If you have logs, remove them from the fireplace and vacuum where they were placed. You should be able to locate the oxypilot, also called the oxygen depletion system, using the owner’s manual.
Use compressed air to blow away built-up debris and soot. When you’re done cleaning the oxypilot, replace the logs inside the gas fireplace.
3. Thermopile Is Damaged
Gas fireplaces contain not only the aforementioned thermocouple but also what is known as a thermopile. The latter is actually an interconnected series of thermocouples.
With each connected thermocouple, the thermopile can conduct more thermoelectricity. The system senses temperature and even radiation in the environment. When the heat hits the thermopile, it generates a voltage that opens the gas valve and allows the fireplace to light.
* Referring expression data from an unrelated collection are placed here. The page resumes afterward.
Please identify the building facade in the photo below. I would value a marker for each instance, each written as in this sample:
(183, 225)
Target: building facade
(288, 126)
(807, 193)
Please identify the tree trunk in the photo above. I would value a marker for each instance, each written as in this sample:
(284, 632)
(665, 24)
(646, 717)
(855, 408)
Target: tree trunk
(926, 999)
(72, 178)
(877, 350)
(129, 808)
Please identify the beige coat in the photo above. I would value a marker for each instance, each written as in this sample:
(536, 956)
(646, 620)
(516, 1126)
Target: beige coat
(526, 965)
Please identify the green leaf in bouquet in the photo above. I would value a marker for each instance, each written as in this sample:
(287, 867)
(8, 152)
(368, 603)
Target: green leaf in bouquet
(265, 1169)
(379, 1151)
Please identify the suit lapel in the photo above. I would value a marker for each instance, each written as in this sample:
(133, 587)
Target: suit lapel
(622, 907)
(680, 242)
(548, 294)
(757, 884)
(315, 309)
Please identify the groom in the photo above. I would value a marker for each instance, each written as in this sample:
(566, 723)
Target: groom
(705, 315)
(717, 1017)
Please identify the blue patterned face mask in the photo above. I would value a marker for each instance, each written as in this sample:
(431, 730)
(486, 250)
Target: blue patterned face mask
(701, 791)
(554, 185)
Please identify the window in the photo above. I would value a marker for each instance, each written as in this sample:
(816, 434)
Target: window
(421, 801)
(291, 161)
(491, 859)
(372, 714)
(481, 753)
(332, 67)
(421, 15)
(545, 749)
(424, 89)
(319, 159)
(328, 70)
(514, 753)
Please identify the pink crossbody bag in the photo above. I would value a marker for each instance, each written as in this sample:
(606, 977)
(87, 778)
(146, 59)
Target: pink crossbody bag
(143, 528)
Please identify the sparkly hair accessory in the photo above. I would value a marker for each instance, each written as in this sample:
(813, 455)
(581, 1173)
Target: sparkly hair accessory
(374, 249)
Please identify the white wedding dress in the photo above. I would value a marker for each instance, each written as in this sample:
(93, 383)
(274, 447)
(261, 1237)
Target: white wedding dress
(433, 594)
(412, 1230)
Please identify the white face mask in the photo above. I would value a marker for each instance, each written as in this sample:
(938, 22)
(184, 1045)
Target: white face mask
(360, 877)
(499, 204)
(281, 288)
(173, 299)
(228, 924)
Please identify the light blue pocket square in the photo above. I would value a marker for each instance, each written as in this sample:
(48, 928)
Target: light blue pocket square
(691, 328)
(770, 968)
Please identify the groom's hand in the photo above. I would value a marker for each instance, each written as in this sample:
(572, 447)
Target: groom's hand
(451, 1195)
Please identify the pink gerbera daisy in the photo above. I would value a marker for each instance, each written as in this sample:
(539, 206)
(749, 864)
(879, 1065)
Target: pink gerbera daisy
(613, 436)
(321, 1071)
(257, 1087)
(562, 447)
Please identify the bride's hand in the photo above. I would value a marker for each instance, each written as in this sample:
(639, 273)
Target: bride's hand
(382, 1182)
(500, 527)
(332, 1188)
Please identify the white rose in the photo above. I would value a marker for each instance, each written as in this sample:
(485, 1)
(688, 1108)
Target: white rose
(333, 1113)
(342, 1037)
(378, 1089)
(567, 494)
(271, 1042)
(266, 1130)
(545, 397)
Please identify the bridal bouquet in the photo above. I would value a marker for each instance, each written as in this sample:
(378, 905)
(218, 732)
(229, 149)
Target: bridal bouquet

A gas fireplace with a thermopile can connect to a thermostat, which you can use to easily control the temperature of the house. If one of the thermocouples in the thermopile is bent, crooked, or otherwise damaged, you’ll have a problem with the fireplace.
Chances are, this isn’t a problem you’ll be able to fix yourself. Instead, you should call a professional since you shouldn’t take any risks when working with gas. If there’s a problem with the thermopile, an experienced gas fireplace technician will be able to diagnose the issue and explain your options.
4. Incorrect Gas Pressure
Another common reason why you're gas fireplace won't stay lit is due to an incorrect gas pressure. Unless you're familiar or trained to use a manometer, you will need to call a pro to fix it. This tool is used to check the amount of gas flow through the gas valve, and make necessary adjustments to fix the gas pressure.
5. Moisture In Gas Line
The drip loop is often responsible for trapping any moisture and preventing it from reaching the gas line. There are times when the drip loop won't perform it's function correctly and let in excessive moisture. When this moistures reaches inside the gas line, it can dilute it and create problems. To fix this issue, you just need to replace the drip loop with a new one.
When cleaning or repairing a gas fireplace, it’s important to find a dedicated local fireplace service for chimney and fireplace systems. Gas appliances can be hazardous if not handled properly, and getting an expert to inspect and possibly repair your fireplace ensures you and your property are kept safe. Even someone for fireplace gas cleaning can be worth it, since it's often deliquate.